Transforming and Optimizing Irregular Applications for Parallel Architectures
Parallel architectures, including multi-core processors, many-core processors, and multi-node systems, have become commonplace, as it is no longer feasible to improve single-core performance through increasing its operating clock frequency. Furthermore, to keep up with the exponentially growing desire for more and more computational power, the number of cores/nodes in parallel architectures has continued to dramatically increase. On the other hand, many applications in well-established and emerging fields, such as bioinformatics, social network analysis, and graph processing, exhibit increasing irregularities in memory access, control flow, and communication patterns. While multiple techniques have been introduced into modern parallel architectures to tolerate these irregularities, many irregular applications still execute poorly on current parallel architectures, as their irregularities exceed the capabilities of these techniques. Therefore, it is critical to resolve irregularities in applications for parallel architectures. However, this is a very challenging task, as the irregularities are dynamic, and hence, unknown until runtime.
To optimize irregular applications, many approaches have been proposed to improve data locality and reduce irregularities through computational and data transformations. However, there are two major drawbacks in these existing approaches that prevent them from achieving optimal performance. First, these approaches use local optimizations that exploit data locality and regularity locally within a loop or kernel. However, in many applications, there is hidden locality across loops or kernels. Second, these approaches use "one-size-fits-all'' methods that treat all irregular patterns equally and resolve them with a single method. However, many irregular applications have complex irregularities, which are mixtures of different types of irregularities and need differentiated optimizations. To overcome these two drawbacks, we propose a general methodology that includes a taxonomy of irregularities to help us analyze the irregular patterns in an application, and a set of adaptive transformations to reorder data and computation based on the characteristics of the application and architecture.

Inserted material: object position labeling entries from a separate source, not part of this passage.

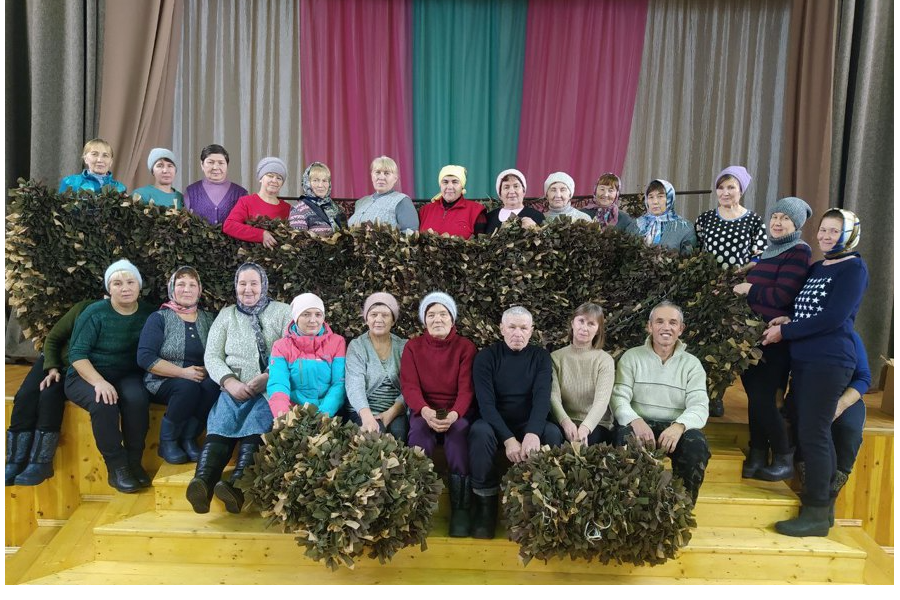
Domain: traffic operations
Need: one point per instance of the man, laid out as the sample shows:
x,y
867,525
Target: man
x,y
512,388
660,394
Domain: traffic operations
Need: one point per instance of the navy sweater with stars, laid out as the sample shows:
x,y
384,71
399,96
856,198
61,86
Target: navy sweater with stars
x,y
822,328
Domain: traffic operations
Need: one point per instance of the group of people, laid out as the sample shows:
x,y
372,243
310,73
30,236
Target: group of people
x,y
233,373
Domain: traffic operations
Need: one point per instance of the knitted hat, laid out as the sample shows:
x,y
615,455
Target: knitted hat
x,y
515,172
796,209
560,177
121,265
304,302
437,298
739,173
381,298
271,164
158,153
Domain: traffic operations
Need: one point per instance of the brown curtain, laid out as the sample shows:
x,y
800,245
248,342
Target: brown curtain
x,y
806,161
142,38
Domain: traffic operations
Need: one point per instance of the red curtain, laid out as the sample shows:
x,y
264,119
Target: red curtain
x,y
582,67
356,104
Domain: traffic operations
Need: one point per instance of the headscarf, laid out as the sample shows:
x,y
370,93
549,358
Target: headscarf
x,y
326,204
651,226
850,233
253,311
172,303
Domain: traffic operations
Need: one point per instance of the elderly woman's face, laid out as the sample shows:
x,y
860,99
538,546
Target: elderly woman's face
x,y
558,195
380,319
215,168
309,322
451,188
249,287
186,290
728,192
605,195
438,321
512,194
98,160
383,180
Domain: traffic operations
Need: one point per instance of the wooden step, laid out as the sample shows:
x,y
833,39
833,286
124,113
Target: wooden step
x,y
723,552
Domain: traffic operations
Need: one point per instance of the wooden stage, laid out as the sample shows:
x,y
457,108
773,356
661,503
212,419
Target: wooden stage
x,y
74,529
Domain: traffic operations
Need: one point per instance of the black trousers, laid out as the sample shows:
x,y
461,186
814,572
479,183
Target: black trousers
x,y
114,441
35,409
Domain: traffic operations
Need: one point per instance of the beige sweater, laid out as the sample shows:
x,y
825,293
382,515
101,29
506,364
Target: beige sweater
x,y
582,384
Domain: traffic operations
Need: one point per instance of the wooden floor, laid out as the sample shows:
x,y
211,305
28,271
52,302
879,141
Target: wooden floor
x,y
153,537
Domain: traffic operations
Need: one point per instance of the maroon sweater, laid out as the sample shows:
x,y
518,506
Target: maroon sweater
x,y
438,373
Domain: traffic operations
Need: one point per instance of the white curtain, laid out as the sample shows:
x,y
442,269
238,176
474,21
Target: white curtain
x,y
711,95
238,85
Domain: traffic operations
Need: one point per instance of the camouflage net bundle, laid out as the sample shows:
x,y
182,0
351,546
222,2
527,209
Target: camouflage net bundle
x,y
343,492
603,502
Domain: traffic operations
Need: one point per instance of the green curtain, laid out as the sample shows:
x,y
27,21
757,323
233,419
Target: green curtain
x,y
468,61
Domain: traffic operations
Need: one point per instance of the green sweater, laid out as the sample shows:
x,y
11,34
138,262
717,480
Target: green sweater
x,y
647,388
106,338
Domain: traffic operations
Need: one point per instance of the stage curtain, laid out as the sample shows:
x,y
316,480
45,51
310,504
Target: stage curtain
x,y
356,64
238,85
711,95
468,61
582,67
863,157
136,104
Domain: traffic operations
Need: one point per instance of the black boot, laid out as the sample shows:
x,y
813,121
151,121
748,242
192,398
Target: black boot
x,y
755,461
460,499
782,468
18,445
169,448
210,465
40,466
188,440
227,491
813,521
484,516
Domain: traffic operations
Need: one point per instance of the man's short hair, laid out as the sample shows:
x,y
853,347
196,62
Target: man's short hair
x,y
664,304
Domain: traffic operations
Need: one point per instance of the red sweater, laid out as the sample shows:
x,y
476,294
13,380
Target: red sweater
x,y
249,207
438,373
459,219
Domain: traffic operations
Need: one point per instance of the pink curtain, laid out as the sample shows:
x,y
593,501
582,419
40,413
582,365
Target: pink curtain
x,y
582,65
356,89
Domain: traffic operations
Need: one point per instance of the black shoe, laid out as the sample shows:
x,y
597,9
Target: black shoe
x,y
460,500
484,516
40,467
18,446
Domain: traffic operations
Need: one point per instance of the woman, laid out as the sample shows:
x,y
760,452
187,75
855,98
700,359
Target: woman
x,y
511,187
661,225
105,379
823,359
161,163
307,364
316,212
373,370
38,407
213,197
271,172
606,196
449,212
770,289
97,156
237,358
559,188
171,351
583,377
385,206
436,381
731,233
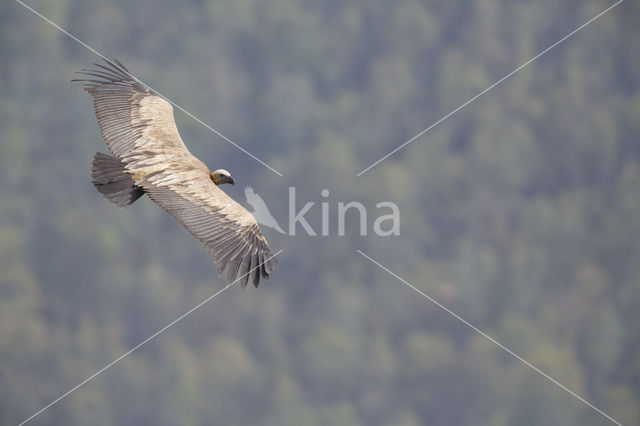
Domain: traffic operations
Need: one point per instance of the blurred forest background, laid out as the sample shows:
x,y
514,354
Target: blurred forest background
x,y
521,213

By extending our adaptive data-reordering transformation on a single node, we propose a data-partitioning framework to resolve the load imbalance problem of irregular applications on multi-node systems. Unlike existing frameworks, which use "one-size-fits-all" methods to partition the input data by a single property, our framework provides a set of operations to transform the input data by multiple properties and generates the desired data-partitioning codes by composing these operations into a workflow.